Increasing the size of the deal at a reduced coupon level means that Nationwide Mutual get more cover for less outlay, meaning much better value for money reinsurance protection, from the cat bond. It clearly shows that appetite remains high for cat bonds as an investment opportunity and it’s likely that this deal will have been oversubscribed as so many investment funds have high cash quotas due to maturities and capital inflows that they are extremely keen to put to work.
The transaction will provide Nationwide Mutual with a fully-collateralized source of reinsurance on an indemnity and per-occurrence basis for two perils, U.S. hurricanes and U.S. earthquakes (including fire-following and sprinkler leakage).
The Caelus Re 2013 cat bond is due to complete next week we understand.
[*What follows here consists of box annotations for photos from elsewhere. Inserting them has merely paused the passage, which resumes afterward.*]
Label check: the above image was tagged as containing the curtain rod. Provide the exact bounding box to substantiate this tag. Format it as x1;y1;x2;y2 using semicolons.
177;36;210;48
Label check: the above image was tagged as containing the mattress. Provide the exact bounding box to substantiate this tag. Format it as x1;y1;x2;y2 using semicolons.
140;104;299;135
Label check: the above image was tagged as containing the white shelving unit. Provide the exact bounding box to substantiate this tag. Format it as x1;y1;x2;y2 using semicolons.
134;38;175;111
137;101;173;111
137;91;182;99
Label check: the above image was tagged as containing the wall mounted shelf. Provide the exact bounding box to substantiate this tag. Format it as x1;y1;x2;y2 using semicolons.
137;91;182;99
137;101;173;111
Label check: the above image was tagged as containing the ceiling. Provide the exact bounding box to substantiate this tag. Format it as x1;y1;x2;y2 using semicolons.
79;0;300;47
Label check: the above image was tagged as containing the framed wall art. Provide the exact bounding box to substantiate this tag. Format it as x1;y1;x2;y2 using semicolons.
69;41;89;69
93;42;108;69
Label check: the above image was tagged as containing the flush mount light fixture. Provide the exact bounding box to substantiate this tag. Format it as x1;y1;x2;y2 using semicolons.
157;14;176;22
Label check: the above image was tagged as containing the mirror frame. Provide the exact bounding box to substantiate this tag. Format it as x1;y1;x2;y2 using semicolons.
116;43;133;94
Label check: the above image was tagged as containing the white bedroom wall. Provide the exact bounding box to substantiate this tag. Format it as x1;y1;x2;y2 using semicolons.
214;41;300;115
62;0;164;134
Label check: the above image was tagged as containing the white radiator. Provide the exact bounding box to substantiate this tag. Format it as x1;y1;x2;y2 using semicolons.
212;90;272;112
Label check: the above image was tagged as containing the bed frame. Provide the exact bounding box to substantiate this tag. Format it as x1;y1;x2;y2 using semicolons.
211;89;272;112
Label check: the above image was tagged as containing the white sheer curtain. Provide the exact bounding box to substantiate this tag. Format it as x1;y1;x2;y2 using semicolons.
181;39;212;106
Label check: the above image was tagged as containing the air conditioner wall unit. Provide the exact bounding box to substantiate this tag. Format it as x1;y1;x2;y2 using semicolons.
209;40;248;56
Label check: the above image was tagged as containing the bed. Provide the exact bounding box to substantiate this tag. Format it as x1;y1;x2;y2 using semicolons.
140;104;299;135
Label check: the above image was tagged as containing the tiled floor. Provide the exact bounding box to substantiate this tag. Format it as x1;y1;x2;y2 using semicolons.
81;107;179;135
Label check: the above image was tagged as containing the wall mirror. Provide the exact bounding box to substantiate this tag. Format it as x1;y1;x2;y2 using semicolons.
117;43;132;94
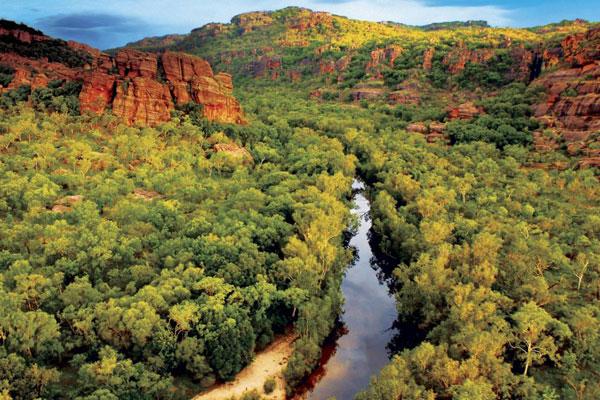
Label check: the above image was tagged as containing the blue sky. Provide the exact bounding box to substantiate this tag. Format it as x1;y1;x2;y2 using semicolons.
0;0;600;49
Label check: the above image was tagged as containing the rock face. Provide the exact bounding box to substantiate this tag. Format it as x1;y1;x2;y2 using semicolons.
448;102;482;120
112;76;174;126
533;28;600;159
79;71;116;114
0;25;244;125
79;50;243;125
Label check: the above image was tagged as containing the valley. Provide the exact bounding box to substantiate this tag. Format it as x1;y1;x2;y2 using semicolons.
0;7;600;400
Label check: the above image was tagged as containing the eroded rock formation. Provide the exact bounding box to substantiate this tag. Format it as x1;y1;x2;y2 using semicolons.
0;22;244;125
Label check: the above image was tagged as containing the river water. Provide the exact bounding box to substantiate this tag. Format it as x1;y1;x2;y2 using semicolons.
305;181;397;400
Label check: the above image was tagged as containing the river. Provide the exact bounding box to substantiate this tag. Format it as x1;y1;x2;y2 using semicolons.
304;181;397;400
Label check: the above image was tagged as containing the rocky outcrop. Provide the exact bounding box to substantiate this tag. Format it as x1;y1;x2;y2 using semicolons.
365;45;403;79
448;102;483;120
442;46;495;75
0;22;244;125
250;55;282;80
231;12;273;34
560;28;600;67
406;121;448;143
79;71;116;114
290;10;333;32
533;28;600;155
423;47;435;71
112;76;174;126
213;143;254;164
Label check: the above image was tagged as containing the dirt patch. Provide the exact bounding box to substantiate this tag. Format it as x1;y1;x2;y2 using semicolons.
192;334;296;400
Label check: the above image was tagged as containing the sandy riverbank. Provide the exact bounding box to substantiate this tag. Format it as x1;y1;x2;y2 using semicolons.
193;334;296;400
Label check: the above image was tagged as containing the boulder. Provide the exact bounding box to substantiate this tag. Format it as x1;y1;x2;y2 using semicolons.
113;76;174;126
448;101;482;120
79;71;116;114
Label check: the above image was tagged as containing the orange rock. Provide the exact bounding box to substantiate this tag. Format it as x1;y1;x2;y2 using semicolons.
161;51;213;82
423;47;435;71
113;76;174;125
448;102;482;120
79;71;115;114
115;49;158;78
213;143;253;162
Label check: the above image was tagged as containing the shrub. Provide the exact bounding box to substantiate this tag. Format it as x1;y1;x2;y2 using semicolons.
263;377;277;394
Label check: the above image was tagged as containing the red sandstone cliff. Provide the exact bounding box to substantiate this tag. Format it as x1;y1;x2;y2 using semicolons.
0;23;244;126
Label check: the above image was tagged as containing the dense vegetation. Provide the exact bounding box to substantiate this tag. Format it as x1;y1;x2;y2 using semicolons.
0;98;354;399
0;19;91;67
237;83;600;400
0;8;600;400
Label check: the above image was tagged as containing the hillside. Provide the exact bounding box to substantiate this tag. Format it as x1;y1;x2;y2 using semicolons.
0;7;600;400
128;7;600;166
0;20;243;125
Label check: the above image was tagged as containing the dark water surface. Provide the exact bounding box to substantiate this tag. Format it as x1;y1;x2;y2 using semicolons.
305;181;397;400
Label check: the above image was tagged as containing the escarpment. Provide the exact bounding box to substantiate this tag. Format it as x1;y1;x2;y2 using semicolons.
0;21;244;126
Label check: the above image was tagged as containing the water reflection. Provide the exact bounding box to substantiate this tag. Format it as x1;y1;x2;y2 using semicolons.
294;183;396;400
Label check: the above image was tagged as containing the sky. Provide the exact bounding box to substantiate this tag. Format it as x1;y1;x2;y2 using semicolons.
0;0;600;49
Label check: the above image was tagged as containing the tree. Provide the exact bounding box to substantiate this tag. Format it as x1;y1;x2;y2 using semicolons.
512;302;571;376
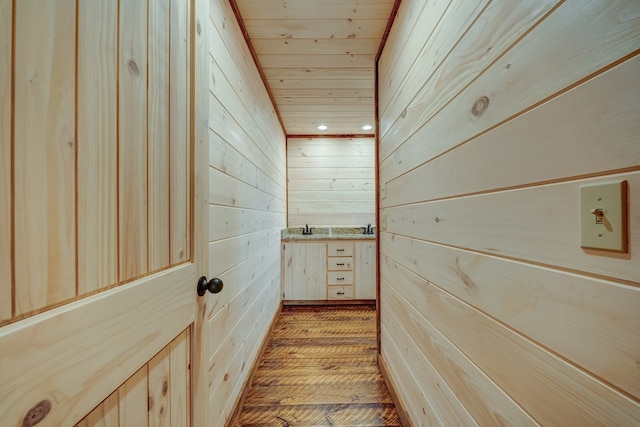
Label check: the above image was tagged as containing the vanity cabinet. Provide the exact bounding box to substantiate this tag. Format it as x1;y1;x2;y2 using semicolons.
282;239;376;304
327;241;355;300
353;240;377;299
282;242;327;301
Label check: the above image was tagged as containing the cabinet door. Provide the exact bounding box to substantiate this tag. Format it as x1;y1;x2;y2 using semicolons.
283;242;327;300
354;241;376;299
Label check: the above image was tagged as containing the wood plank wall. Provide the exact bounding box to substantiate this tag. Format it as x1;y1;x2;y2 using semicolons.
205;0;286;426
287;137;375;227
76;329;191;427
0;0;191;325
379;0;640;425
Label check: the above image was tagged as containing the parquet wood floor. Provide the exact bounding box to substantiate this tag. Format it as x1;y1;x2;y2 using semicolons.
235;306;400;427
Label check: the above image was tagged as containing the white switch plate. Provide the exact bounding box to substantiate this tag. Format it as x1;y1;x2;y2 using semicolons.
580;181;627;252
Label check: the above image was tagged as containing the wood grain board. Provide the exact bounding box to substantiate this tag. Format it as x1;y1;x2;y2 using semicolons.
233;0;395;135
378;0;640;425
287;137;375;227
76;329;191;427
206;1;286;427
0;0;191;324
0;0;13;322
234;306;400;426
77;1;118;294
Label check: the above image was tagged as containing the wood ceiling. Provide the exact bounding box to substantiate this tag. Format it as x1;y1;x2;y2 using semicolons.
231;0;398;136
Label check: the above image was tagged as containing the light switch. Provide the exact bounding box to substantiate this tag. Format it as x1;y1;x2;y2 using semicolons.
580;181;627;252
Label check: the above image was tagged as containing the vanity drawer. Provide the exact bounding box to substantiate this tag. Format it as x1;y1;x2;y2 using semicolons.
327;242;353;256
327;286;353;300
327;256;353;271
327;271;353;285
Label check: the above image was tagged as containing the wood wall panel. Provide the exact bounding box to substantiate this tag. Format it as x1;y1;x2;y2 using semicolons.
383;57;640;206
380;1;640;174
380;262;640;425
382;283;538;426
77;1;118;295
14;0;77;315
0;0;13;322
287;138;375;227
381;234;640;395
118;0;148;280
146;0;171;271
204;1;286;426
379;0;640;425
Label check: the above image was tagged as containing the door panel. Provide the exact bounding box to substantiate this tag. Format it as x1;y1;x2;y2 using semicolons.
0;0;13;324
0;0;208;426
13;0;76;315
0;264;197;425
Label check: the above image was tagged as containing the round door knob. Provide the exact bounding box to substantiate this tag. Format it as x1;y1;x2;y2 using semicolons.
198;276;224;296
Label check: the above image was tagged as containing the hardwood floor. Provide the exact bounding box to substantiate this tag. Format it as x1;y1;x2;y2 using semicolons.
235;306;400;427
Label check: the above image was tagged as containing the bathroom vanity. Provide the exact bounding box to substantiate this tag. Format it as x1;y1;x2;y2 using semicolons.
282;227;376;305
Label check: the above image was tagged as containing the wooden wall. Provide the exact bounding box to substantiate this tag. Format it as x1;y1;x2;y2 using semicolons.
379;0;640;425
0;0;190;325
287;138;375;227
206;0;286;426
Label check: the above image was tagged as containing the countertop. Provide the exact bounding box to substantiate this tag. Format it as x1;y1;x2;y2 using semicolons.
281;227;376;241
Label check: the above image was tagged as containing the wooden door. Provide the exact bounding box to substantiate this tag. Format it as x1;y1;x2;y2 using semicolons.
0;0;214;427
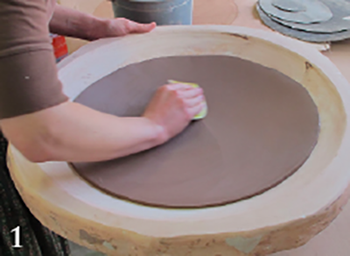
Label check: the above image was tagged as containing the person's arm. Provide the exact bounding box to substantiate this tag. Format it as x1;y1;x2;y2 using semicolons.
50;4;156;41
0;0;203;162
0;85;204;162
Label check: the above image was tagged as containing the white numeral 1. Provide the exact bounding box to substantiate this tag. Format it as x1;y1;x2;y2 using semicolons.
11;226;23;248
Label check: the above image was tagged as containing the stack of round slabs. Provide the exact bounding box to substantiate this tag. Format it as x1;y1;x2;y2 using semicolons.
257;0;350;43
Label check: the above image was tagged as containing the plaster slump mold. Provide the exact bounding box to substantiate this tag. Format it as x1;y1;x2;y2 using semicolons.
7;26;350;256
73;56;319;207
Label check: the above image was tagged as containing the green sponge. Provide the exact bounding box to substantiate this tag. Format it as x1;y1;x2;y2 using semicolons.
168;80;208;120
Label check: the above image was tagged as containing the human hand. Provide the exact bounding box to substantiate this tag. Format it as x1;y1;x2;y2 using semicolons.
102;18;156;37
143;84;205;142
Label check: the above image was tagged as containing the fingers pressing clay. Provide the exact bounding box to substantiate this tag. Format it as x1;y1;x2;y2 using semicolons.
168;80;208;120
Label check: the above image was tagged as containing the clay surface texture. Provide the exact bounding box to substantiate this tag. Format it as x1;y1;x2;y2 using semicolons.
73;56;319;208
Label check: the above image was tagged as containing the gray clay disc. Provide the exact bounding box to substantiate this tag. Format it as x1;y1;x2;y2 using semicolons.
259;0;333;24
256;5;350;43
267;0;350;33
73;55;319;208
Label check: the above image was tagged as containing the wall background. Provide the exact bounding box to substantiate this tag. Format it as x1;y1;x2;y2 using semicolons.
57;0;114;53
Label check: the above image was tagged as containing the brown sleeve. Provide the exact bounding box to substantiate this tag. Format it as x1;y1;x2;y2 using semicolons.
0;0;68;119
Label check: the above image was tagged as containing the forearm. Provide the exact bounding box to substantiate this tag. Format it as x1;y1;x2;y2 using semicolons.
0;103;164;162
49;4;108;41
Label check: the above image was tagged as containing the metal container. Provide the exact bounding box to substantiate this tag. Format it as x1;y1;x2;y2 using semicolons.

We’ll update you on the final size and pricing when we have more information available.
The cat bond market looks to have a strong appetite for new deals but as yet we haven’t heard of anything else being marketed after Caelus. Sponsors take note; if you’re planning a deal in the coming weeks you may want to consider getting it to market early while this kind of healthy investor appetite remains unsatisfied and can be leveraged to achieve cat bond cover at more attractive pricing.